Food Packaging Date Marks: The Things to Note

Almost all the packaged foods you buy off the supermarket shelves come with some sort of date- a best before date, a use by date, an expiration date and sometimes in the case of bread, a baked on date. You must be wondering, what's the difference?


Best Before Dates

Think of these as a guide to when you should consume your food by before it starts deteriorating. Food that go past their best before dates by a few days should be safe to consume however it is advisable to give it a little whiff and a once over to check if there have been any damage done to the packaging that could cause rapid deterioration of food quality. An easy way of remembering it is this - best before dates are usually a guide of food quality rather than food safety.

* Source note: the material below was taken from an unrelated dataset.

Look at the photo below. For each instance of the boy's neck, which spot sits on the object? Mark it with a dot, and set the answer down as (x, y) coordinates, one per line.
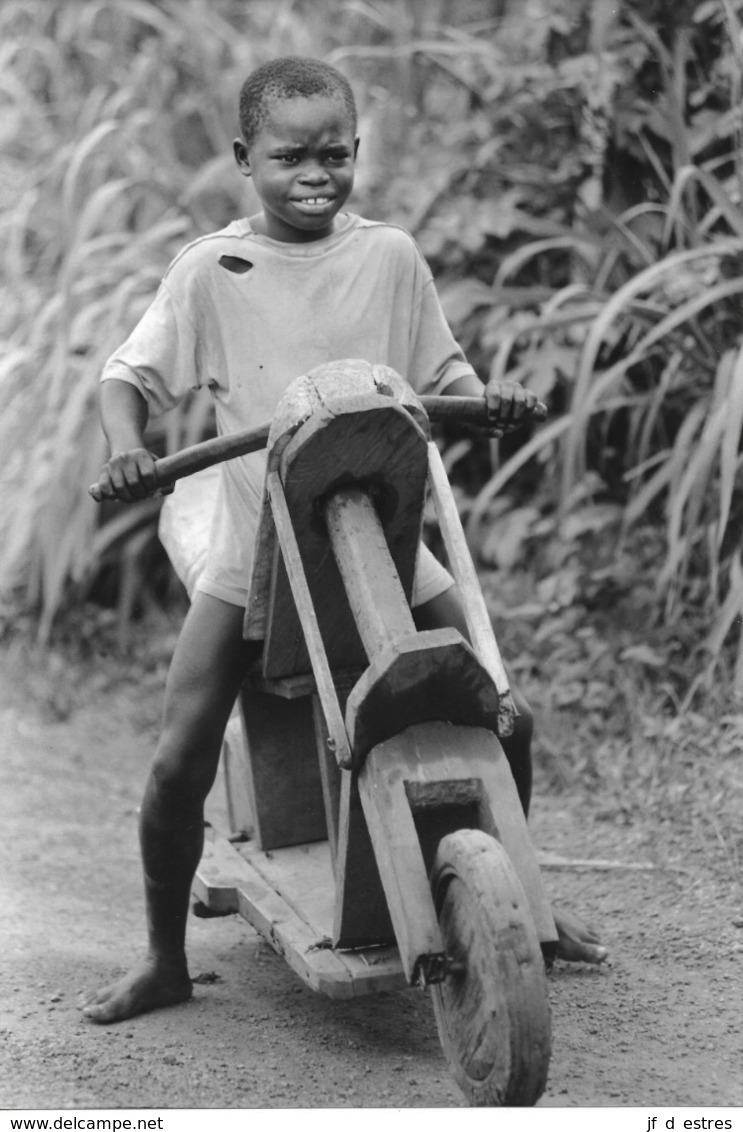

Use By and Expiration Dates

Essentially, use by and expiration dates tell the consumer when food should be eaten before it is no longer safe for consumption. These are the dates that you should really look out for as going past these advisable dates can increase your risk of food poisoning. Perishable foods like meat and dairy products are usually equipped with use by dates.


Things to look out for

While consumers are advised to adhere to best before or use by dates, it is also relevant to note the importance of food storage as these can affect the freshness of the product, making the date markings inconsequential. Proper food storage directions are usually explicitly found on the food packaging or label and should be observed by the consumer. Failure to comply to the appropriate directions may result in a rapid decrease of food quality and freshness. It is always a good habit to take a good sniff before consuming the product!

Why It's Important

Food wastage is a growing problem that not everyone is aware of. According to a study done by the NSW government, it's estimated that Australians discard 20% of food they purchase- which equates to about 1 out of 5 grocery bags, an average of $1036 per household annually and approximately the weight of 3 regular fridges!

Food waste accumulates in landfills, decomposing to produce poisonous greenhouse gases and methane- which are both detrimental to the current state of the Earth. On top of that, resources used to produce and manufacture said food products go to waste.


How to Prevent Food Waste

  1. Knowing the difference between a best before date and a use by date could help reduce food wastage by a lot. This prevents us from prematurely throwing out food that are still 100% safe for consumption.
  2. Shop smarter. Look at what you've got in your kitchen cabinets before leaving the house for a food shop, create a shopping list or even a simple weekly meal plan could make a heap of difference in terms of food wastage.
  3. If you live in Sydney, then you should definitely check out places like the OzHarvest Market when thinking of chucking out your extra can of beans because you forgot you already had 5 in your cupboards. OzHarvest is Australia's first rescue supermarket which aims selling donated or unwanted food that would otherwise go to waste but is still perfectly edible!

While it might feel like small change in habits might not affect the big picture, you'd be surprised by how much one person could have an affect on everyone else. Remember, small change is still change.